Abus des stages : la solution passe plutôt par l’application du droit en vigueur… et l’amélioration générale du droit du travail

Cela fait maintenant plusieurs années que les organisations de jeunesse, notamment la jeunesse socialiste ou les jeunesses syndicales, mettent le doigt sur l’augmentation des abus des stages. Il faut dire que, malgré la bonne santé de l’économie et du marché du travail, ces abus croissent. De nombreux employeurs profitent d’une main d’œuvre très bon marché, pour ne pas dire quasi-gratuite. Cette main d’œuvre d’autant plus motivée qu’on lui fait souvent miroiter un « vrai » emploi après le stage. Ou alors, parce qu’elle a bien compris que le passage par la case « stage » devient de plus en plus un préalable obligatoire à l’obtention d’un vrai emploi… ou d’une vraie place de formation.

Dans ce contexte, je comprends parfaitement les motivations de mon ex-collègue Mathias Reynard, qui vient de déposer une motion demande que le droit du travail « définisse des règles les encadrant au niveau fédéral, notamment en matière de durée, de rémunération, ou encore de formation. ». Dans son développement, il relève assez justement que « Depuis 2010, le nombre de contrats de travail à durée déterminée a sensiblement augmenté dans tous les groupes d’âge. Selon l’enquête suisse sur la population active (ESPA), cette forme de contrat est la plus répandue parmi les salariés âgés de 15 à 24 ans (à l’exception des apprentis) et représente près du quart (22,7 %) des contrats de travail. De ce nombre, 40,9 pour cent étaient des stages. Ce sont donc 9,3 pour cent de l’ensemble des personnes âgées de 15 à 24 ans qui sont employées dans le cadre d’un contrat de stage, et ce nombre est en constante augmentation en Suisse. Dans de nombreuses formations, le stage devient souvent un passage obligé, et il en va de même dans le monde professionnel. »

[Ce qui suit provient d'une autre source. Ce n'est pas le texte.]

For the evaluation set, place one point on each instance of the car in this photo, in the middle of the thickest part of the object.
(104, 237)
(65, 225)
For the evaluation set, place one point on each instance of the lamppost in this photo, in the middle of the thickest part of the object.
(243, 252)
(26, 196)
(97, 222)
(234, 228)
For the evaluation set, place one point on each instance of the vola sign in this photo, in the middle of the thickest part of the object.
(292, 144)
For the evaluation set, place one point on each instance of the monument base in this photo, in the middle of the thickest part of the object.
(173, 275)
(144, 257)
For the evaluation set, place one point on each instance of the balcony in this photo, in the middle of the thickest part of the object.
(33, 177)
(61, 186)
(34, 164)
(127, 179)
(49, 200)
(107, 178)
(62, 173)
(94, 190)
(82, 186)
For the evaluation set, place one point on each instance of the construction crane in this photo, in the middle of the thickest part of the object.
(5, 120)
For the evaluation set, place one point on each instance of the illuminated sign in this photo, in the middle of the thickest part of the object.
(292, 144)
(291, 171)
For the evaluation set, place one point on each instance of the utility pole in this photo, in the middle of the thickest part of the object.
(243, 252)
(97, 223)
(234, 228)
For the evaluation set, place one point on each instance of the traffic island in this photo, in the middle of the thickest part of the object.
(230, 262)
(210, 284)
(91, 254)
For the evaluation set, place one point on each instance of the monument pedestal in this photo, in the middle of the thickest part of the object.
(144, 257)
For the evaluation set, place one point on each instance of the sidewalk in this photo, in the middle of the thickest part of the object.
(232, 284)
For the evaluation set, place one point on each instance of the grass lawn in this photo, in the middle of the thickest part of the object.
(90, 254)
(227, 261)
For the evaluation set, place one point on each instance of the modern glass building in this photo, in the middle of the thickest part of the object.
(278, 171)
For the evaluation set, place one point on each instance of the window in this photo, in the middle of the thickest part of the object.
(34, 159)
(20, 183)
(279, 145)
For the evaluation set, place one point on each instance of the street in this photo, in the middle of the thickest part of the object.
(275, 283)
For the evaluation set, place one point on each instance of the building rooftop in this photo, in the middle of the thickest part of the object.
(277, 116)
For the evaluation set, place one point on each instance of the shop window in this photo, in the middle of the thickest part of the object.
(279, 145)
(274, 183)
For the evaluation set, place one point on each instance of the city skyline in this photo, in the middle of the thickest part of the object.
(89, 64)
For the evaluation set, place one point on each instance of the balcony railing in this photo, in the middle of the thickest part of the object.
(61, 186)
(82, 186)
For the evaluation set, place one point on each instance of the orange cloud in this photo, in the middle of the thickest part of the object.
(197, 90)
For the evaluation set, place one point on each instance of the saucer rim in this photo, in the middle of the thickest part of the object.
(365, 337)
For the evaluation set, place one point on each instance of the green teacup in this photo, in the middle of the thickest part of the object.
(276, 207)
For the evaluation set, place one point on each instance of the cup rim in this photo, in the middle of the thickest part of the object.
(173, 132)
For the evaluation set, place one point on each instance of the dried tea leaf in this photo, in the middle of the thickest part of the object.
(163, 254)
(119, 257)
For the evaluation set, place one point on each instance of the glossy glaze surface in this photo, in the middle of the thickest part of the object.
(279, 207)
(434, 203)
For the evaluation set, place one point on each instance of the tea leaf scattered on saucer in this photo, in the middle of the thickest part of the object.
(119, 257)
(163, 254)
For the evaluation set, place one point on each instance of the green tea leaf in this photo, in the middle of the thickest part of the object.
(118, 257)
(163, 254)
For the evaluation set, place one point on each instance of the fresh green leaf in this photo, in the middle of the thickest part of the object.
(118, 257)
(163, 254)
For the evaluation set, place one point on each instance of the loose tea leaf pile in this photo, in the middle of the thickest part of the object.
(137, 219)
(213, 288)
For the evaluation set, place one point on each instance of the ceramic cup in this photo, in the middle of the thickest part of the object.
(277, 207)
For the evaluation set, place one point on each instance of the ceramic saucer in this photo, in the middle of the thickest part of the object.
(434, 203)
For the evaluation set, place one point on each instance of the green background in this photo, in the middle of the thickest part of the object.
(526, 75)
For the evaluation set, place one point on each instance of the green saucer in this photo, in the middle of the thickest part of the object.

A mon avis, même si l’intention est tout ce qu’il y a de plus louable, règlementer les contrats de stage n’est pas une bonne approche. La solution passe à mon avis d’abord par une application stricte du droit du travail en vigueur. De mon point de vue – que je défends dans un Commentaire du contrat de travail à paraître tout prochainement – un stage est d’abord un contrat de travail. Comme tout contrat de travail, il donne droit à un salaire. Et, les règles en vigueur de protection des salaires en Suisse prescrivent que ce salaire doit être conforme à la convention collective s’il y en a une, au contrat-type s’il y en a un, au minimum au salaire d’usage de la branche et de la région. Un stagiaire a donc, en tout cas pour la partie « prestation de travail » de son activité, droit au minimum au salaire en d’usage de sa branche et de sa région pour un employé non-qualifié… voire qualifié en fonction des tâches que son employeur lui attribue. Pour la partie « formation » du contrat de stage, pour autant qu’il y en ait une, ce qui nécessite que l’on fixe des objectifs de formation précis et de mettre une personne formatrice à la disposition du stagiaire pour l’encadrer, le salaire pourra être réduit, à l’instar d’un salaire d’apprenti. Mais d’une manière générale, le droit du travail doit s’appliquer, notamment en matière de durée du travail et des pauses, de protection de la personnalité (pour éviter que l’on ne confie aux stagiaires que des tâches inintéressantes voire carrément vexatoires), contre les contrats en chaîne ou contre le licenciement. Point n’est donc besoin de fixer de nouvelles règles seulement pour les stagiaires. Pis, de telles règles pourraient s’avérer contre-productives : elles pourraient avoir pour effet d’enfermer les stagiaires dans leur situation précaire et d’inciter encore plus les employeurs à en engager à la place de « vrais » salariés, mais cette fois en toute légalité !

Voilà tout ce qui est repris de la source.